Nestes últimos dois séculos o Dispensacionalismo e a Teologia da Aliança têm operado como rivais dentro do Evangelicalismo. Ambos têm ricas tradições e excelentes teólogos e defensores. Muito tem sido escrito sobre estes dois sistemas teológicos e na maioria do tempo os debates têm sido amigáveis. Mas quais são as reais questões que separam o Dispensacionalismo e a Teologia da Nova Aliança?
Abaixo está a minha perspetiva sobre as diferenças chave entre estes campos. As questões que envolvem estes sistemas são muitas e complexas eu não consigo cobrir muitas áreas importantes mas abaixo está um breve resumo do que eu penso serem as mais fundamentais diferenças entre estes dois sistemas de teologia.
Mas antes eu ofereço alguns comentários sobre o que não são diferenças chave. Significativamente, o evangelho não é uma questão divisora entre o Dispensacionalismo e a Teologia da Aliança. Ambos os lados afirmam que a salvação pode apenas ser encontrada em Jesus Cristo somente pela fé somente. Este acordo sobre o evangelho deveria ser celebrado. Quaisquer diferenças existam entre estes sistemas o evangelho não é uma delas. Dispensacionalistas e Teólogos da Nova Aliança são irmãos em Cristo.
Em seguida, o assunto das “dispensações” na minha opinião não é um ponto de diferença fundamental. Isto pode surpreender alguns já que o Dispensacionalismo está intimamente conectado com a ideia de dispensações. Mas Aliancistas e Dispensacionalistas ambos afirmam que Deus tem trabalhado em tempos diferentes e de diferentes formas ao longo da história (embora a salvação tenha sido sempre pela graça por meio da fé). Dispensacionalistas têm frequentemente despendido mais energia na questão das dispensações mas este não é o mais importante fator na minha opinião. Os dois campos podem diferir no critério de uma dispensação ou quantas existem, mas a crença em dispensações não é a questão mais crucial.
Além disso, as alianças da Teologia da Nova Aliança não são o que é mais importante. Tradicionalmente, três alianças têm sido afirmadas na Teologia da Aliança – (1) Aliança da Redenção; (2) Aliança das Obras; (3) Aliança da Graça. Contudo os próprios Aliancistas não têm concordado nessas alianças, alguns rejeitando uma ou duas delas. Ademais, alguns Dispensacionalistas têm afirmado uma ou todas estas alianças enquanto se mantêm Dispensacionalistas. Então eu não creio que as alianças da Teologia da Aliança são as questões principais separando os dois sistemas.

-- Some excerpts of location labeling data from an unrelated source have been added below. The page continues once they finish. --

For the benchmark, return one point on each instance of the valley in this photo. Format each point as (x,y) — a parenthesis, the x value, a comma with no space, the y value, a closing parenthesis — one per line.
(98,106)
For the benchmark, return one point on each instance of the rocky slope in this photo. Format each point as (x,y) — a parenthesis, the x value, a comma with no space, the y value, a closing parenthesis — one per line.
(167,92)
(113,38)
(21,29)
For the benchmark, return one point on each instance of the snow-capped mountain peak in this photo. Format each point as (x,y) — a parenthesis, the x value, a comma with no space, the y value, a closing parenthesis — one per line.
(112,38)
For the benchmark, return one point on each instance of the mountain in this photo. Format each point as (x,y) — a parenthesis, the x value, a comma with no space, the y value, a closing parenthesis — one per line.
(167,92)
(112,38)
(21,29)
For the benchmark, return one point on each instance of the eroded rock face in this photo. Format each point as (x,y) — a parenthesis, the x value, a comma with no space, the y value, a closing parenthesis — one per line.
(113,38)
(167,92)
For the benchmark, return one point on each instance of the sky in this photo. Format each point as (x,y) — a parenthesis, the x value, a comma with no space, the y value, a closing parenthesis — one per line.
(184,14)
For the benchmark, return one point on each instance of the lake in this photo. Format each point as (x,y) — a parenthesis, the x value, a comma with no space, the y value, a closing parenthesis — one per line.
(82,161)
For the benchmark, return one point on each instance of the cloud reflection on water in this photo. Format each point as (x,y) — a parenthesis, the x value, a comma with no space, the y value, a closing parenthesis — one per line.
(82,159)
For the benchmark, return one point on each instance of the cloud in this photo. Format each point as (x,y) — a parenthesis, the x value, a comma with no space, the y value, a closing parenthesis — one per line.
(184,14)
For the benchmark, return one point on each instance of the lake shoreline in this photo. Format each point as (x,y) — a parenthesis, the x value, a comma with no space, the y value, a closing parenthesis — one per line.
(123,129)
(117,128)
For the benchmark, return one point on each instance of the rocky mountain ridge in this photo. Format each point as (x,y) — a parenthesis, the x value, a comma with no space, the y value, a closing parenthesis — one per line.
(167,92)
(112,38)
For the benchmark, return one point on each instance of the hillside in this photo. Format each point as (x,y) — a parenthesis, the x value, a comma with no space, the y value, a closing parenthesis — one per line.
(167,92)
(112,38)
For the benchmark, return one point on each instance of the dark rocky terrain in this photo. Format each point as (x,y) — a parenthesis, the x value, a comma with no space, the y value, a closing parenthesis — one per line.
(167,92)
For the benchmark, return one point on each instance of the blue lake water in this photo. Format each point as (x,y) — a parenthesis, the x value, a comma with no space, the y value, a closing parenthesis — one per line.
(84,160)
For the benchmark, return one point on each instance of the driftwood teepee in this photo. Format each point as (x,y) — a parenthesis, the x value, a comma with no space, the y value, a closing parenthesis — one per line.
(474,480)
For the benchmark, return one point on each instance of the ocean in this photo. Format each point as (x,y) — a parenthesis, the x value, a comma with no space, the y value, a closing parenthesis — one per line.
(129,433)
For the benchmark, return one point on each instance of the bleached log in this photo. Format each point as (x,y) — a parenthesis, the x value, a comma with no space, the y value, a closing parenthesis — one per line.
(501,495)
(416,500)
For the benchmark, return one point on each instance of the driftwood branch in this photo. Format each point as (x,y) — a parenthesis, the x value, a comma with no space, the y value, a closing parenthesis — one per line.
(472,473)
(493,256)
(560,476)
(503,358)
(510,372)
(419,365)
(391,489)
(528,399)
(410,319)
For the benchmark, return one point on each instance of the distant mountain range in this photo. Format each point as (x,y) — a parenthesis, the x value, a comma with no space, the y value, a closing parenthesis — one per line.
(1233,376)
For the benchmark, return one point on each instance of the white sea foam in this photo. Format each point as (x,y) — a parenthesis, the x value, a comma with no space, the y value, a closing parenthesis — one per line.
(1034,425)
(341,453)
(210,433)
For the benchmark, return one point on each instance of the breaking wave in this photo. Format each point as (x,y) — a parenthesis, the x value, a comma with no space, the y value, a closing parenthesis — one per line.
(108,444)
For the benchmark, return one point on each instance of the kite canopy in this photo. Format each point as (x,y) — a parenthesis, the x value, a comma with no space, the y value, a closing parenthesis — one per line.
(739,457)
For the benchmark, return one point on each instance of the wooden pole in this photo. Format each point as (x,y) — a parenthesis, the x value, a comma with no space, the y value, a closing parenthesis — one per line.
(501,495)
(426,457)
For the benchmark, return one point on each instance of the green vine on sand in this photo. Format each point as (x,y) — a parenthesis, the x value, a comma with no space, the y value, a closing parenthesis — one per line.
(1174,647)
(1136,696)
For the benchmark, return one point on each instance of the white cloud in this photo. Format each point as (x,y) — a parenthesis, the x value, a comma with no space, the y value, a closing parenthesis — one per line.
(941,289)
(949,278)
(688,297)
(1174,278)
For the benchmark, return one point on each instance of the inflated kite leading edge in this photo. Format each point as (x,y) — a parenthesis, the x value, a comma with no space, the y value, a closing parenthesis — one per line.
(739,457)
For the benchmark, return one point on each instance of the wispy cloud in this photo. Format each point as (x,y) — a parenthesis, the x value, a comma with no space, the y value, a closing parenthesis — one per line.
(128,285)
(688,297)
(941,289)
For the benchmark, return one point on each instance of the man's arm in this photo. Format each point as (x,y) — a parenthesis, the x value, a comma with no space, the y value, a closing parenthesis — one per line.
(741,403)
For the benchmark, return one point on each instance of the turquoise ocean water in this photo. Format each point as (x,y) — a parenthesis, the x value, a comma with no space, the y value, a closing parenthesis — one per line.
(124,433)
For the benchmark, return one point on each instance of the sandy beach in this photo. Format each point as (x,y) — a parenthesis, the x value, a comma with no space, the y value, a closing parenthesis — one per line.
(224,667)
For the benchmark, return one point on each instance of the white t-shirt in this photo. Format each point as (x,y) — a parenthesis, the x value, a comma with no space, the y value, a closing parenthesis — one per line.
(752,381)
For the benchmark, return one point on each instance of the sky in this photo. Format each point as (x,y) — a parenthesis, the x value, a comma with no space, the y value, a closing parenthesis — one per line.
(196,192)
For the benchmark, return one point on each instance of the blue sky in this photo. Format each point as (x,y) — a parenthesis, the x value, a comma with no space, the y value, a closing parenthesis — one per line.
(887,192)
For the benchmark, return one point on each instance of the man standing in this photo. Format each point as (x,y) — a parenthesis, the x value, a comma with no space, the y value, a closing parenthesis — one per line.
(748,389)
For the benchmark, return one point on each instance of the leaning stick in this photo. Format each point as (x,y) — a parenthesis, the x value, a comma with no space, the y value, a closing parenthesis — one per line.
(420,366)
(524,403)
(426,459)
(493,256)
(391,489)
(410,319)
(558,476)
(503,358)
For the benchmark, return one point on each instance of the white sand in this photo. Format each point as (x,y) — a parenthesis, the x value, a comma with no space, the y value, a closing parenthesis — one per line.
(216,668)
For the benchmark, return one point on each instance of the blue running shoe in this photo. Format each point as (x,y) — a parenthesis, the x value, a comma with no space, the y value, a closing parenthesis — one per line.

Então, se dispensações e as alianças da Teologia da Aliança não estão no núcleo das diferenças entre os dois campos, quais são as maiores diferenças? A resposta, na minha opinião, resume-se a dois temas – hermenêutica e enredo.
Hermenêutica
A hermenêutica lida com princípios para interpretação da Bíblica. Dispensacionalistas afirmam uma consistente hermenêutica histórico-gramatical ou literal aplicada a todas áreas das Escrituras, incluindo escatologia (fins dos tempos) e passagens do Velho Testamento relacionadas com o Israel Nacional. Esta abordagem inclui um literal entendimento de passagens concernentes à terra de Israel, o templo, Jerusalém, etc. Dispensacionalistas afirmam que todos os detalhes das profecias, promessas e alianças do Velho Testamento devem ser cumpridas da forma que os autores Bíblicos inspirados e originais intencionaram. Não existem cumprimentos não literais ou espirituais de promessas físicas e nacionais na Bíblia. Nem o Novo Testamento reinterpreta, transcende, transforma ou espiritualiza promessas e profecias no Velho Testamento. Com Dispensacionalistas aquilo que você vê é aquilo que você obtém na Bíblia. Não existe qualquer trajetória tipológica implícita ou progressão canónica que elimina ou transcende o enredo Bíblico ou a significância dos detalhes das alianças e promessas na Bíblia. A hermenêutica histórico-gramatical descobrirá tipos na Bíblia, mas o conceito de interpretação tipológica que revoga o claro significado de textos Bíblicos não é aceite no Dispensacionalismo.
Conquanto áreas como a Lei Mosaica sejam sombras de maiores realidades da Nova Aliança (veja Hb 10:1), os Dispensacionalistas não creem que tudo no Velho Testamento seja uma sombra. Temas associados com as alianças da promessa incluindo Israel, a terra de Israel, o templo, Jerusalém, nações, restauração da criação, etc., não são sombras. Promessas concernentes a esses temas devem ser cumpridas como preditas. Tudo isto ocorre porque Jesus o Messias traz todas as promessas de Deus ao cumprimento (2 Co 1:20).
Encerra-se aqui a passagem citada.